High blood pressure due to Western lifestyle and diet.
The unique study* conducted using migrants on the Tokelau islands between 1967 and 1982 (the Tokelau Island Migrant Study) demonstrated that type 2 diabetes became more prevalent as a Western lifestyle and diet were adopted. (Type 2 diabetes due to Western lifestyle and diet) The study also demonstrated that there is a clear link between high blood pressure and a Western lifestyle, among both men and women. Incidences of both peak (systolic) and low (diastolic) blood pressure rose considerably. The blood pressure of men who migrated to New Zealand rose by 1 mm mmHg more than those who remained on Tokelau, while for women the figure stood at 0.4 mmHg per year.
Type 2 diabetes is on the rise due to a Western lifestyle and diet Diabetes was very rare on Tokelau.
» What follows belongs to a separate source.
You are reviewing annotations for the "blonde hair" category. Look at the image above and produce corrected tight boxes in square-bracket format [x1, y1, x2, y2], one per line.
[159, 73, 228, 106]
A study** performed on Tokelau Island migrants between 1967 and 1982 (the Tokelau Island Migrant Study) shows us the consequences of urbanisation in relation to type 2 diabetes (late-onset diabetes). Life on Tokelau was very traditional and the Western world had little influence upon it. The inhabitants were dependent on coconuts and small-scale fishing – a very one-sided diet (coconut oil, grated coconut and coconut cream), albeit they were sufficiently active. Diabetes mellitus (type 2 or late-onset diabetes) was very rare. But as the influence of the West upon the islands increased, incidences of the lifestyle disease type 2 diabetes also gradually increased, rising from 3 persons per 100 islanders in 1968 to 14.3 persons in 1982. The group of islanders that left for New Zealand also saw a rise in sufferers, from 7.4 to 19.9 out of every 100. Diabetes was more prevalent in women than in men in both groups.